The perceptions of environmental impact appear exaggerated on the basis of the research undertaken on such impacts (both for mountain bikes and for recreation use in general). Perceptions of safety hazard from mountain biking appear to reflect concern about the presence of mountain bikes and the possible hazards. In areas of high interaction between walkers and mountain bikes, actual accidents appeared very rare. However, the potential for hazard from the irresponsible behaviour of some riders was widely acknowledged. Generally, both these types of perceptions appeared to be associated with general feelings of disapproval toward mountain biking by walkers, and that it is an `inappropriate' activity on tracks used for walking.

The situations where walkers perceived that mountain biking was `inappropriate' appear to represent a tendency to perceptually associate mountain biking with `motorised' activity groups. In the extensive research documenting perceived conflict between `motorised' and `non-motorised' groups, the differences in activity type represented fundamental differences in user characteristics, behaviour, motivations, preferences, and environmental attitudes. However, despite strong walker perceptions to the contrary, the differences arising between walkers and mountain bike riders were much more subtle. Associating mountain bike riders with the types of characteristics commonly associated with `motorised' users was misleading.

Another finding from this conflict research was that the recreation experiences of `non-motorised' types of users were more susceptible to disturbance than were those of `motorised' types of users. This reflected their different activity motivations and expectations. It appears that this situation exists for walkers, when considering how they feel about real or potential encounters with mountain bikes. There is also some suggestion that over time, as more actual experience of mountain bikes is achieved, some decrease of conflict perceptions does occur. However, research to date is insufficient to draw conclusions.

1.2.3 Demand for Recreation Settings and Experiences

Different activity motivations, and perceptions of the different motivations of other users, were considered to be very important in the development of recreation conflicts. However, almost no research on the characteristics, motivations and preferences of mountain bike riders has been done. When considering how to deal with mountain bike issues, and possible provision of opportunities for mountain biking, managers have had only anecdotal comments and observations to guide their judgements.

From the limited material available, it was apparent that mountain bike riders desired a variety of riding conditions. Important components often included riding in natural forested settings, experiencing scenery, and being challenged. There also appeared to be some variation in these preferences between riders with different levels of off-road riding experience.

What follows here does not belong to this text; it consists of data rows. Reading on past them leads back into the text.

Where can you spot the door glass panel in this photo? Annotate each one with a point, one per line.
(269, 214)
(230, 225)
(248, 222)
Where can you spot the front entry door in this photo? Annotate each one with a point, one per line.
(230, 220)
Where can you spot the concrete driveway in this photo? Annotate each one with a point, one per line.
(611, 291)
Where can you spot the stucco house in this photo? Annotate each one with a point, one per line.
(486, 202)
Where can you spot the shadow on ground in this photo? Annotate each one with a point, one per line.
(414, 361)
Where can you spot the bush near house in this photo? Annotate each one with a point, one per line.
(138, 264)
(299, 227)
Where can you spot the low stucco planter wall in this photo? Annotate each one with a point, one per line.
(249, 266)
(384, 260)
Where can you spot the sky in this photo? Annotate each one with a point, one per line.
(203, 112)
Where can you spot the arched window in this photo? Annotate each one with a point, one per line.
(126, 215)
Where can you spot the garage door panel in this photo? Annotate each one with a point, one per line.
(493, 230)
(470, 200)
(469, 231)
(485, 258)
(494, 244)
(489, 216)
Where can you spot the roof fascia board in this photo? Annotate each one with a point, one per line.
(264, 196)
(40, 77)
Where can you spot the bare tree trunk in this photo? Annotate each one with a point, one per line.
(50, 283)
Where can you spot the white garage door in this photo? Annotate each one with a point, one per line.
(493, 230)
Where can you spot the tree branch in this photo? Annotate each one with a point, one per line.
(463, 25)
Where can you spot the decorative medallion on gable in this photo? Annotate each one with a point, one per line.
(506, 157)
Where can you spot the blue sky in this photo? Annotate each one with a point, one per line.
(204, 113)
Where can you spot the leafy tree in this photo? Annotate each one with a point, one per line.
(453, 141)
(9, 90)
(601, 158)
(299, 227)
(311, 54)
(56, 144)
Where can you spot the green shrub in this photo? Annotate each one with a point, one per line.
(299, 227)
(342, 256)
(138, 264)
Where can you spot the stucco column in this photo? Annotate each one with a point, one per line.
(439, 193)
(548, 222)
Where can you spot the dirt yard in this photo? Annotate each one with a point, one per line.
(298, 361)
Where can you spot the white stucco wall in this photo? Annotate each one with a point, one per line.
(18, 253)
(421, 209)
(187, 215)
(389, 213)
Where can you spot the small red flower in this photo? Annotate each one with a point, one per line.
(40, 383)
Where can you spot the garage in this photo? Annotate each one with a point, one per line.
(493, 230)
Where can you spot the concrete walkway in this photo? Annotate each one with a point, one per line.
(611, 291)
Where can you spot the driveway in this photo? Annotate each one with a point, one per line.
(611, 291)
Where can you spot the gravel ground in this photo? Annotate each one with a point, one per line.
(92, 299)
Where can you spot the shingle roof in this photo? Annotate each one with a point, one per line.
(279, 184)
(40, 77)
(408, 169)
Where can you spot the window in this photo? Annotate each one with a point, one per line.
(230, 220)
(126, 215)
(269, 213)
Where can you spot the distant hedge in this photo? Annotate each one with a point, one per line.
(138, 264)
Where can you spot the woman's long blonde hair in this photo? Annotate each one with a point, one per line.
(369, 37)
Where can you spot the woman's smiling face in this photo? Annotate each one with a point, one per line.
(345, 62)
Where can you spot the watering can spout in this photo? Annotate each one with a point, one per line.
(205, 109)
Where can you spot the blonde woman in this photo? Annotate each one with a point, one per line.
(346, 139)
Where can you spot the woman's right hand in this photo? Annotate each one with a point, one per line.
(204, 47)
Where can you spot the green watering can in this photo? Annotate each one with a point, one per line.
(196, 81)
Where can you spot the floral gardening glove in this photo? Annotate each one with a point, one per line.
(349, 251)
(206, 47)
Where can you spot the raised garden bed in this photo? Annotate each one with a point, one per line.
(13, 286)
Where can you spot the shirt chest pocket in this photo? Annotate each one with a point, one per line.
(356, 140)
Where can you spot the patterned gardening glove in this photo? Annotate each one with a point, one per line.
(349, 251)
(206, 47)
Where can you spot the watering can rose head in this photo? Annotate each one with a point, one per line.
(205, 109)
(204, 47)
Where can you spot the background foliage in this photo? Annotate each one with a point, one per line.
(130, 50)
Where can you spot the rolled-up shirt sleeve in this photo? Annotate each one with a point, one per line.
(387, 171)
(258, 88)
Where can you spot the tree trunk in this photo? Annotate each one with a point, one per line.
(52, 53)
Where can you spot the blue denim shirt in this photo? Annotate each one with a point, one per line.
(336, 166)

Given the importance attributed to the role of activity preferences in the development of recreation conflict, and the need for managers to have information on mountain biking demand, this study was directed at providing a comprehensive view of rider preferences for recreation settings and experiences. Assessment of social impacts was not the focus of this study as other work is currently underway for the Department (Horn, 1994), and this type of information is more readily available from other sources. Assessment of physical impacts was not addressed as it represents a different research field, and is likely to be included in general impact assessment work being considered by the Department.

1.3 Objectives of this study

The objectives of this study were to:

- provide a profile of mountain bike rider characteristics;

- describe their preferences for recreation settings and experiences;

- determine their attitudes toward key management issues; and

- make recommendations for management options and future research needs.

The results from addressing these questions are presented in Sections 3-5, with subsequent discussion and recommendations in Sections 6 and 7. Additional analyses are presented in the Appendices. It is anticipated that those with greater interest in any of these more detailed areas will refer to the appropriate appendix.